When I arrived in San Francisco in May 2021, I brought with me three umbrellas, which had been useful in Sonoma County where it often rained 40 to 50 inches in a year, though there were also years of drought. Extreme weather was the norm. Two of my umbrellas, one black, the other red, would have protected me in a torrential downpour. The other, which was also black, would have been good for a sprinkle. My brother, Adam, who has lived in the city since 1970, looked at my umbrellas and said, “You won’t need them. It hardly rains here.” Still, it does rain occasionally. I looked it up. The average precipitation is about 24 inches.

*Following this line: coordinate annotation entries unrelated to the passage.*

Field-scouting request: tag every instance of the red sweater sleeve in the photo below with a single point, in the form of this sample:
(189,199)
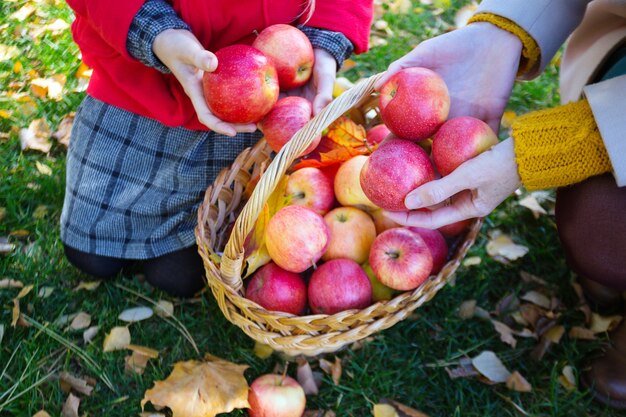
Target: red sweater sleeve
(353,18)
(110,18)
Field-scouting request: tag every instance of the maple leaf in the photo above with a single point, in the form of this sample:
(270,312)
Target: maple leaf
(201,388)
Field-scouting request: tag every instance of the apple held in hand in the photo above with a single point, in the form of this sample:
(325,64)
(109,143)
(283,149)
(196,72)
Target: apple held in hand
(460,139)
(400,259)
(243,88)
(274,395)
(348,184)
(296,237)
(414,103)
(394,169)
(287,116)
(310,187)
(291,52)
(352,232)
(339,285)
(275,289)
(437,245)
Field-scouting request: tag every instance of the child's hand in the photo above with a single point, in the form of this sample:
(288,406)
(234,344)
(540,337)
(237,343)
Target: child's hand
(319,89)
(183,54)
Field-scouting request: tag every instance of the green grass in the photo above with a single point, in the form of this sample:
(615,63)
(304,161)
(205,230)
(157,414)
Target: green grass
(400,363)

On Sunday, October 17 it rained all over northern California. I was in Sonoma County visiting friends. I listened to the sound of the rain on a tin roof, watched football on TV, made friends with a black cat named “Killer,” and talked in a mix of Spanish and English to a thirty something year old Mexican from Oaxaca named Jose, who told me that he paid a coyote $16,000 to bring him to California, and that he sat in the backseat of a car the whole way. I thought that $16,000 was a lot of money. So did Jose. It took him two years to pay off the debt to the coyote.
Now, Jose is a student at the Santa Rosa Junior College taking classes to be a carpenter. Pedro, my Sonoma County host, had been a union carpenter, became a contractor, and built green homes when green lumber was hard to come by. A clerk at Mead Clark laughed at him when he said he wanted to buy green wood. “The idea,” Pedro told me, “is that you plant the same number of trees in the ground that you harvest.” Only folks with big money could afford to go green. But before long most of the rich folks Pedro worked for wanted green houses.
Back in the city, where there was a break in the rain, I joined two friends from New Jersey who were visiting, and who explained that their town had been taken over by Orthodox Jews of the sort who have two sets of dishes, two refrigerators and two of everything related to food, one set Kosher the other not. My non-orthodox friends and I went to a fish restaurant in my neighborhood, where one of the cashiers, a Mexican, explained when I asked that a payment of $16,000 to a coyote wasn’t a lot of money. “It’s more like $24,000 now,” he said. He added, “If you don’t pay, they come after you or after your family.”
That afternoon, I sold my 2009 VW Jetta for $1,000. The San Francisco VW dealer told me he’d give me $100 for the vehicle, but that $1,000 was a reasonable price to ask. The buyer paid me in cash: 20s and 100s.
Everything in my world seemed to be about money. Or maybe I was just more aware of it. I was making money by writing articles, but not enough to live on. Savings saved me. Now that I was car-less, I wouldn’t have to pay for insurance – $2,600 a year – or for registration, license and gas. I’d save money, but I’d have to take public transportation in a city where it’s challenging to get from one neighborhood to another, especially from Ocean Beach—where I live and which is largely Chinese, with a smattering of hipsters—to the Excelsior, for example, where a friend was to give me a massage; $120 for 90 minutes.
In the Excelsior, a largely working class Filipino and Salvadorian neighborhood, the avenues are named after countries—some of which (like Persia) can no longer be found on maps. The Excelsior streets, which run up and down steep hills, are named after the cities of the world, mostly European. They haven’t kept pace with newer waves of immigrants and shifts in immigration.
It took me 80 minutes by tram and bus—the number 52— to make the epic journey from Ocean Beach, on the western edge of the city and along the Pacific Ocean, to the intersection of Persia Avenue & Prague Street. I felt like I was in another country, though by helicopter a flight would have taken five minutes. “I bet you didn’t know Persia and Prague were next to one another,” a friend who drives a cab said. He added, “My favorite intersection is Moscow and Russia.” Understandable, since his grandparents were Russians who immigrated to the U.S. and lived working class lives.
On the return journey, I tried to find the stop for the 52 going back the way I had come. After 30 minutes of walking uphill and downhill I gave up, took Lyft home for $16.35 and talked to the Filipino driver. “I love the rain,” he said. “Don’t get me wrong. Rain is good. But driving in the rain is bad. The roads are slippery and drivers don’t take the extra care they should.“
On the street in front of my house I noticed a bumper sticker that read, “Make War on Fentanyl.” One of my nephews died in San Francisco a couple of years ago of a Fentanyl overdose. A single dose costs $2.00, cheap and deadly. His body was found in an abandoned building. Making war on Fentanyl didn’t sound like a good idea. “’War’ on almost anything is a bad idea,” a next-door neighbor said when she recognized me on the street. “It’s the wrong paradigm.” It started to rain again. I opened the black umbrella I had carried with me to the Excelsior and stood on the sidewalk in a bluesy mood, listening to the rain come down, knowing the drought wasn’t over, knowing, too, that every drop counted.